News

Caribbean Tourism Organization Launching Airline Task Force

By: Caribbean Journal Staff - October 12, 2012

Above: a British Airways flight (Photo: BA)

By Alexander Britell

ST KITTS — The Caribbean Tourism Organization will be launching a task force on the question of airlift in the region, new Chairman Beverly Nicholson-Doty announced Friday.

The task force, whose membership will be revealed within the next few weeks, will be officially created in the next 30 days.

“It is clear that airlift is something that is regionally important,” she said. “There are critical issues we need to deal with as an organization, and that’s why I’m implementing the task force.”

One of the major issues the task force will examine is the British Air Passenger Duty, a tax on air travel originating from a British airport.

The tax has come under fire in the Caribbean for what some charge is a discriminatory method of taxing flights to different destinations.
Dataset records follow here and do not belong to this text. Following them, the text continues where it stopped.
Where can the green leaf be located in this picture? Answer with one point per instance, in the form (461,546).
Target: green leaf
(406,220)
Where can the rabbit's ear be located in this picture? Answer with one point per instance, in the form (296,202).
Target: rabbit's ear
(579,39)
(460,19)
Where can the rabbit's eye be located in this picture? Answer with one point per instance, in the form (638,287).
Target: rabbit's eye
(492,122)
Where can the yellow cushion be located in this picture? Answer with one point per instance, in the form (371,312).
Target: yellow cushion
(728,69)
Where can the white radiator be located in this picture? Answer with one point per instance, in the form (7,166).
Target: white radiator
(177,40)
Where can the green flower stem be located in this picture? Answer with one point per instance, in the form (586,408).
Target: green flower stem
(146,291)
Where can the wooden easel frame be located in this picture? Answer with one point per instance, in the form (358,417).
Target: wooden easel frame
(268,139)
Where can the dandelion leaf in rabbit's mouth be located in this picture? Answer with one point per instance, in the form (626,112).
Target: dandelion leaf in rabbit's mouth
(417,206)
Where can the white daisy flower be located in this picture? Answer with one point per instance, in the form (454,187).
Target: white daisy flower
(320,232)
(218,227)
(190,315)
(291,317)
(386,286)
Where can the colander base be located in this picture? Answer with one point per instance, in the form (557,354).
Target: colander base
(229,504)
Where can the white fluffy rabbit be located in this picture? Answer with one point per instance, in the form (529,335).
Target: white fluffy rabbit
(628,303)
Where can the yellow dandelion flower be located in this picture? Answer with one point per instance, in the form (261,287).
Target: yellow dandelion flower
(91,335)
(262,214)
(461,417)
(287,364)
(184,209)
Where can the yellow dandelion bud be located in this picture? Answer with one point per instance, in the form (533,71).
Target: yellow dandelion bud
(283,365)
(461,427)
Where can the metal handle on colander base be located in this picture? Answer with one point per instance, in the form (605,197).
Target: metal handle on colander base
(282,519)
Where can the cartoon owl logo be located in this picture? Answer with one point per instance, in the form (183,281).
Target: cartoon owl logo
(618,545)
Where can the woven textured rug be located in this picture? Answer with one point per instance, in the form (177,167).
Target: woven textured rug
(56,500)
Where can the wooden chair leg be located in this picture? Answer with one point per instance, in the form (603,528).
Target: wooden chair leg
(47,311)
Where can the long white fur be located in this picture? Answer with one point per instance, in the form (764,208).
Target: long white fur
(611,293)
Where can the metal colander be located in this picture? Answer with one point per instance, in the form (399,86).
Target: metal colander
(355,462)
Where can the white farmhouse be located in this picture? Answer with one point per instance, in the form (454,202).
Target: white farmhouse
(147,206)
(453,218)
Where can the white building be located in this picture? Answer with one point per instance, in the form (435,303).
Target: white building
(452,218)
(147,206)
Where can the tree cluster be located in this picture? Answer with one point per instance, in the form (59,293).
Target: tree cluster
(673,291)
Outgoing CTO Chairman and St Kitts and Nevis Tourism and Transport Minister Richard Skerritt said the APD was “taxation gone crazy.”

“There is a threshold point beyond which it becomes ridiculous, and I don’t know what that threshold point is,” he said. “The most important point about APD, for me, in terms of scale, is what it’s used for – the British government is taking nearly $3 billion from travelers’ pockets to spend on domestic programmes that have nothing to do with airlift and the aviation industry.”

Skerrittt said it was hoped that the tax would at least be used as money “to invest in improving services and security and enhancing the travel industry. That’s really what the CTO philosophy has been on that.”

Nicholson-Doty, who assumed the role on Wednesday evening, said airlift was one of several priorities for her term, including developing a unified regional marketing programme and maintaining the financial stability of the CTO.

She also said the CTO would look to enhance its relationship with the cruise industry, with an objective of building “year-round traffic.”